The Kuwaiti Finance House, in a fresh report, has maintained a positive outlook for the Kuwaiti construction industry, on the back of strong domestic demand in the economy and a pick-up in government capital spending.
"While we remain fundamentally cautious about the country's medium-term investment outlook, we note that higher growth in bank lending over the last few months of 2013 and signs of progress on some of Kuwait's development projects have improved growth prospects," the KFH said in its latest report.
Since the election of a new parliament in July 2013, the government has attempted to move forward on long stalled infrastructure development projects and implement increases in public capital expenditure. This seems to be paying off; looking at government expenditure on construction, loans for private sector construction projects and remittances sent by Pakistani workers, "we note that there has been a generally improving picture across the board, in line with estimates that the industry grew by 3.9% y-o-y in 2013.
"As such we maintain our outlook for the country's construction sector for 2014, which should see real growth of 5.7% y-o-y," despite having one of the more developed public-private partnership models in the GCC, which should give the market an edge in the highly competitive and lucrative region.
It was announced in mid-December 2013 that Kuwait is set to finalise USD1.4bln worth of financing from a consortium of lenders as part of the country's first public-private partnership (PPP) for the first phase of the 1.5GW Al-Zour North power plant and desalination facility. In February, the Kuwaiti parliament voted to probe the tender, after accusations of irregularities awarding the contract.
In another development there are plans to offer shares in three of Kuwait's largest planned projects by the end of 2014, as announced by the Partnerships Technical Bureau (PTB), and the organisation in charge of Kuwait's Public Private Partnership (PPP) programme.
The three ventures will be the Al-Abdaliyah solar power plant, Al-Zour North power plant (second phase), and the Kabd solid waste recycling plant. Project companies are to be established for the assets by the selected bidders and it is expected that a 60% stake in the project company will then be publically offered.

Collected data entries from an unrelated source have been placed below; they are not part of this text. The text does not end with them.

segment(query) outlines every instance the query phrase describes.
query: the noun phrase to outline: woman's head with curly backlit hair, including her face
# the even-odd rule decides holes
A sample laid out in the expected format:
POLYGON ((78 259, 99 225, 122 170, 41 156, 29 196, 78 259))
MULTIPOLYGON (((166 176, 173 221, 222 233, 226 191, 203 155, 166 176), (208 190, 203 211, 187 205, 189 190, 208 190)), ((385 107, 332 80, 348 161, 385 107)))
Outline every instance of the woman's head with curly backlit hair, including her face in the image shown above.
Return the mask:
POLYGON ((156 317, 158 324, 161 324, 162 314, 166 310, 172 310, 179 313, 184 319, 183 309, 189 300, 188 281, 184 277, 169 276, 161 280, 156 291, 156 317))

Of the shares being publically offered 40% will be open to foreign investors, 50% to Kuwaiti nationals, and 10% for government bodies.
There is plenty of potential in the Kuwaiti market, should investor interest remain and the government carries out its proposed spending plans. The government's 2014/15 budget is expansionary, with expenditure growth of 3.2%, to KWD21.9bln (USD77.3bln). Although lower average crude prices and near-flat non-oil revenue growth could lead to a decline in government income, Kuwait should benefit from a moderate increase in oil production and exports. This budget is supportive of government is plans to invest USD75bln in several energy, power and housing projects in the country by 2016.